O caso virou polêmica: de um lado, ela foi duramente criticada por contrariar e ironizar as recomendações de autoridades sanitárias de todo o mundo; de outro, pessoas defenderam a magistrada, afirmando que ela tem o direito de se posicionar. Ocorre que, se a liberdade de expressão não é um direito absoluto, o buraco é ainda mais embaixo para membros do Judiciário, mesmo no que diz respeito às manifestações que são feitas fora dos autos. 

Restrições
Sem comentar o caso concreto da juíza de Minas, o desembargador Paulo Gustavo Guedes Fontes, do Tribunal Regional Federal da 3ª Região, lembrou que o Conselho Nacional de Justiça chegou a editar em 2019 uma resolução estabelecendo os parâmetros que devem ser seguidos por magistrados nas redes sociais. 

A medida foi elaborada levando em conta que a integridade da conduta dos juízes fora do âmbito estrito da atividade jurisdicional contribuiu para a confiança dos cidadãos na judicatura. 

"Não é possível impedir o magistrado de se manifestar sobre assuntos de interesse público, por respeito à liberdade de expressão e porque os juízes podem contribuir efetivamente para o debate. Mas é preciso encontrar o tom, a justa medida, o que é difícil. A meu ver o magistrado não pode sair na defesa desse ou daquele político e manifestar claramente preferências partidárias, até porque pode vir a julgar essas pessoas ou seus adversários, atraindo descrédito sobre sua atuação", disse à ConJur.

Ele também destaca que o juiz deve ser comedido ao tratar de temas polêmicos. "É o chamado 'dever de reserva', que existe em outros países. Suas opiniões devem preferencialmente assumir a forma de posições doutrinárias, sem radicalismos, sobretudo no espaço público."

A resolução do CNJ citada por Fontes é dividida entre recomendações e proibições. O texto diz, em sua primeira parte, que os magistrados devem adotar uma postura seletiva e criteriosa ao ingressar nas redes sociais; observar o decoro e a conduta respeitosa ao utilizar as plataformas digitais; evitar opiniões ou o compartilhamento de informações que possam prejudicar a independência, a imparcialidade, a integridade e a idoneidade do magistrado ou que possam afetar a confiança do público no Judiciário; e evitar manifestações que busquem autopromoção ou superexposição. 

A norma também diz que os juízes devem "abster-se de compartilhar conteúdo ou a ele manifestar apoio sem convicção pessoal sobre a veracidade da informação, evitando a propagação de notícias falsas". 

Proibições
Na segunda parte da resolução, que é referente às proibições, fica vedado ao magistrado emitir opinião que demonstre atuação em atividade político-partidária, assim como a crítica ou apoio público a candidatos, lideranças ou partidos políticos. 

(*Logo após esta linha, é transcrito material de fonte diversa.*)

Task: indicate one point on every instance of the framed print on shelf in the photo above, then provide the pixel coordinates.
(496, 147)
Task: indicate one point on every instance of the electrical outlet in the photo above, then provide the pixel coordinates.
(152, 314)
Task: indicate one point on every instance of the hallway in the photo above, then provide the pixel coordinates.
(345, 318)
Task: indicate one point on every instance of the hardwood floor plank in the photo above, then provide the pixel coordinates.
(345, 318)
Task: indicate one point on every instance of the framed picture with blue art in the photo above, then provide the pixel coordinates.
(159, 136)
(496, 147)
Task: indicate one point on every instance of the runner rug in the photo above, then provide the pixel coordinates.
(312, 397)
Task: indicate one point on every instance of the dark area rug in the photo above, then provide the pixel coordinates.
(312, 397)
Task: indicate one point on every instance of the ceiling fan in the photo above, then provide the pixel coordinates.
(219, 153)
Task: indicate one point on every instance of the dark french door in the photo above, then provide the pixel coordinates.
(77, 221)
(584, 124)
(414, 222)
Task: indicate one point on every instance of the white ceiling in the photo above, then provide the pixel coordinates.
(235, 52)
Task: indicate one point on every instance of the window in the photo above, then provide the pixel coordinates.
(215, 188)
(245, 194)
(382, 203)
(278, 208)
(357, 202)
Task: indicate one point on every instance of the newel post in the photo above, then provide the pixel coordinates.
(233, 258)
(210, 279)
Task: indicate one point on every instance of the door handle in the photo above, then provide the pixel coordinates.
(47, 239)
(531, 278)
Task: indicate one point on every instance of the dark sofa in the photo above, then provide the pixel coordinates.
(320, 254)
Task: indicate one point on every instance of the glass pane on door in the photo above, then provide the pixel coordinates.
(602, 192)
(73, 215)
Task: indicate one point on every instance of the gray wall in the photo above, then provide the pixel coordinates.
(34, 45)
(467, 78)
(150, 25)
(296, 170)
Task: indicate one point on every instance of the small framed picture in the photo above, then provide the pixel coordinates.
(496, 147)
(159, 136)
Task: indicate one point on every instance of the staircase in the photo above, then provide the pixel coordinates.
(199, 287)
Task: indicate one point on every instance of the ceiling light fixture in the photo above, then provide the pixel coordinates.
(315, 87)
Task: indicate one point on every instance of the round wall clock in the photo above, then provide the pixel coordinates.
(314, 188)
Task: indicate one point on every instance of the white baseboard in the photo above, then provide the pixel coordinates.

Tais previsões não são exclusivas da resolução: a Constituição Federal, em seu artigo 95, parágrafo único, inciso III, diz o mesmo que o CNJ. O Código de Ética da Magistratura também, no artigo 7º. 

Para o desembargador aposentado Vladimir Passos de Freitas, que foi secretário de Justiça e assessor para assuntos legislativos durante a gestão de Sergio Moro no Ministério da Justiça, o assunto é espinhoso. 

"O tema merece uma discussão isenta de radicalismo e de política. Todas as profissões têm as suas restrições e o que é normal em uma pode ser um absurdo em outra. Os juízes, seja qual for o ramo do Judiciário ou a instância, pela imparcialidade que deles se exige, estão entre os mais visados, são patrulhados até no interior de suas famílias. Por isso mesmo não lhes cabe dar opinião sobre assuntos políticos, decisões de outros colegas, casos não julgados e outras situações fora de seus limites de atuação", diz, em referência ao artigo 36 da Lei Orgânica da Magistratura Nacional, que também impõe restrições aos juízes. 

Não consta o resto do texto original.